Ulrich Greiner über Reich-Ranicki:
"Dieses Land verdankt ihm viel. Das Verhältnis der Deutschen zu einem Juden, zu einem Überlebenden, der so provozierend in die Öffentlichkeit wirkte und Anerkennung suchte, konnte nicht einfach sein, und es gab im Verlauf von Reich-Ranickis bundesdeutschen Lebensjahren manche Missverständnisse, Fehlleistungen, auch Entgleisungen. Alles in allem aber ist es wohl eine geglückte Geschichte.

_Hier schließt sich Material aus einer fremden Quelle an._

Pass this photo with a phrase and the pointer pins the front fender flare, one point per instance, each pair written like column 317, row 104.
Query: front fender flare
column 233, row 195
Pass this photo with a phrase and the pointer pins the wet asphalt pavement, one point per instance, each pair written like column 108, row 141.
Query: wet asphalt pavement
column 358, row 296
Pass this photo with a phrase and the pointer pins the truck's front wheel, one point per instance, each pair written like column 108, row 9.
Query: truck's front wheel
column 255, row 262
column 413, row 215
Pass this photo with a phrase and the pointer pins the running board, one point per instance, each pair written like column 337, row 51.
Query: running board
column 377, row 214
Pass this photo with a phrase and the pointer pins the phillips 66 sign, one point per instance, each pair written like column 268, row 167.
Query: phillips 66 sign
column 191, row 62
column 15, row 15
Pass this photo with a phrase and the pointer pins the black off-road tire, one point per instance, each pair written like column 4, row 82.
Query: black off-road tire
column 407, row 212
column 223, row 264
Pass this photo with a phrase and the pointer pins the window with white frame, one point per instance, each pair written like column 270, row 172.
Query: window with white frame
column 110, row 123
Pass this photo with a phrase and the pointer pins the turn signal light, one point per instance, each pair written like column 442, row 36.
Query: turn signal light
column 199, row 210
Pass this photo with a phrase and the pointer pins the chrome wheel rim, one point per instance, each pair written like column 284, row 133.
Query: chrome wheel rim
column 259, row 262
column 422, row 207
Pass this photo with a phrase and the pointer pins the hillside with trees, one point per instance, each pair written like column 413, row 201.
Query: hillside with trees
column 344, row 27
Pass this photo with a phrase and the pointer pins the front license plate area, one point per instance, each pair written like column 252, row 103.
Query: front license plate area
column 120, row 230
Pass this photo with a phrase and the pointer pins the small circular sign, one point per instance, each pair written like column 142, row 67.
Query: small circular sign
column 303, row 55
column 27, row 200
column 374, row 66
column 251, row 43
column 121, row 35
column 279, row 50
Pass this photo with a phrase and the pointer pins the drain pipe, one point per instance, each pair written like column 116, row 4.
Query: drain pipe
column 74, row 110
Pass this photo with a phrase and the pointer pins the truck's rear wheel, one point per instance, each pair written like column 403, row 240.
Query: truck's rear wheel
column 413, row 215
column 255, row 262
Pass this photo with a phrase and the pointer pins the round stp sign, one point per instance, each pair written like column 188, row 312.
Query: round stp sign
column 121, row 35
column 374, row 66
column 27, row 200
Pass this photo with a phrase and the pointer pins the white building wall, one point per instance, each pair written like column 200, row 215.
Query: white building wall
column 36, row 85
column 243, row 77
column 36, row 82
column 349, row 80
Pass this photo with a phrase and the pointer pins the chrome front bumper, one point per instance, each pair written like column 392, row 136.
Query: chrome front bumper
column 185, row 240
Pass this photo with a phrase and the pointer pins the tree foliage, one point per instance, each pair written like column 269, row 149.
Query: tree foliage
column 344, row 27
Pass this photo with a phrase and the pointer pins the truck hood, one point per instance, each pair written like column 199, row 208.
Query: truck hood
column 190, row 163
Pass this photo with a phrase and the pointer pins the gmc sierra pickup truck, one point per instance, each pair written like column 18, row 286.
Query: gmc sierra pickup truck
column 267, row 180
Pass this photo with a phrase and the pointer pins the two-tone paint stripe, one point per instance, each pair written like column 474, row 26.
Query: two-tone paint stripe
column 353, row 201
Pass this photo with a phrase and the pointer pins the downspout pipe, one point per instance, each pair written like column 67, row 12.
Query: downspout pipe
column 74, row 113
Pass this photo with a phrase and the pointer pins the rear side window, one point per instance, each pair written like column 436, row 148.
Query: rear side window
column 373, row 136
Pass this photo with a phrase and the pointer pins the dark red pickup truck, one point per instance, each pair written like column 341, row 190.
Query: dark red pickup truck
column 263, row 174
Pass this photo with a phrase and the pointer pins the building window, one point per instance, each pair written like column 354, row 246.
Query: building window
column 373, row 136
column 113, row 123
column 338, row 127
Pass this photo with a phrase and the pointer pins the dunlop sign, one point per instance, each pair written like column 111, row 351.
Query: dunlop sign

Man muss in der Tatsache, dass dieser Mann ins Land seiner Jugend zurückgekehrt ist und uns die Bedeutung der zuweilen schnöde vergessenen literarischen Tradition aufs Neue beigebracht hat, eine unverdiente Gunst des Schicksals erblicken. Er war ein außerordentlicher Mann, der uns fehlen wird. Mit anderen Worten: So einen Kerl habe ich zeit meines Lebens nicht gesehen."